American Restaurant Association President David Maloni says more consumers are demanding products raised with methods seen as more natural and humane.

“Food seems to … need to have a story to it. And whether that’s non-stalled pork, whether that’s Angus beef, whether that’s organic vegetables, or free-range chicken,” Maloni says. “One thing that’s very interesting is that it helps a restaurant change differentiate themselves.”

Maloni says restaurant patrons interested in those products generally will spend up to 20 percent more for them. 

That’s not lost on the industry. Sysco, based in Houston, mostly supplies food to restaurants and cafeterias; major chains including McDonalds and Burger King have made similar announcements this year.

That worries livestock industry leaders like Chris Novak, CEO of the National Pork Board. Novak says transitioning the entire industry would have huge costs, from building new pens to lost productivity – and producers will absorb those costs at first.

“They don’t necessarily have a true understanding of the animal welfare benefits that gestation stalls provide,” he says. “For many of our producers this is a choice between a system that they had many years ago that they moved away from to provide better protection and care for animal.”

In 2010, researchers at the University of Minnesota found no difference in productivity between stalls and larger pens. But they also concluded that a quick transition, in this case over a two-year period, could cost the industry between $1.87 billion and $3.24 billion.

A 2007 studyby Iowa State University which was partially funded by the US Department of Agriculture found that sows with more space had more pigs per litter, and roomier housing was actually cheaper to build. But it noted that pork producers would need to learn new skills to adapt to a new system.

Still, many farmers like Craig Rowles insist every animal-housing system has its pros and cons; he says the quality of care all comes down to the people providing it.  Rowles says his main focus is on his employees and customers.

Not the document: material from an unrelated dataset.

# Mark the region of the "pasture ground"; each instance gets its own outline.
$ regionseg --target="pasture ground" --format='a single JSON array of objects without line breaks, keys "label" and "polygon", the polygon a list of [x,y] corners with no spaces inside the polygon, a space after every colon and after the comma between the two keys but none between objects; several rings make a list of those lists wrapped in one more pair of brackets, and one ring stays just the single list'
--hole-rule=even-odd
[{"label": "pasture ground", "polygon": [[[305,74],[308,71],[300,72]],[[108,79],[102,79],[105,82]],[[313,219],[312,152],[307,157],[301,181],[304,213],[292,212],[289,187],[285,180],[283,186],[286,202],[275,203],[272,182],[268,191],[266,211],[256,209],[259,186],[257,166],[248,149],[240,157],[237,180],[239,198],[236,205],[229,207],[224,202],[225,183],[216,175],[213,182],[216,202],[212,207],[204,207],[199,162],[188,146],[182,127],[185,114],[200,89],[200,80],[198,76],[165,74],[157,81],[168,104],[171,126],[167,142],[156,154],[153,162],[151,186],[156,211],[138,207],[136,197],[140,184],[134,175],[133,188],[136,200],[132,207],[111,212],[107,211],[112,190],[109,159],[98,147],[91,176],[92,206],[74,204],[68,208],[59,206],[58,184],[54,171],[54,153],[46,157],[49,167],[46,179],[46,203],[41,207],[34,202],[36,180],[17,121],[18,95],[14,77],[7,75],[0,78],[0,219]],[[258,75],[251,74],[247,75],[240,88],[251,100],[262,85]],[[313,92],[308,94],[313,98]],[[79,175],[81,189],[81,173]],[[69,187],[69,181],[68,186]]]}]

“I mean I have a black lab at home and he’s my pet. And I love Cooper. He’s a great dog and he’s my pet,” Rowles says.  “These animals here are our charge; they are our moral and ethical responsibility to care for them in the very best way that we know how.

“But we also have to remember what we are really doing is producing a product – a meat protein product for people who need food. That’s what we do here.”

As more people want to know the “story” behind their dinner, farmers like Rowles may have to adjust how that food is produced.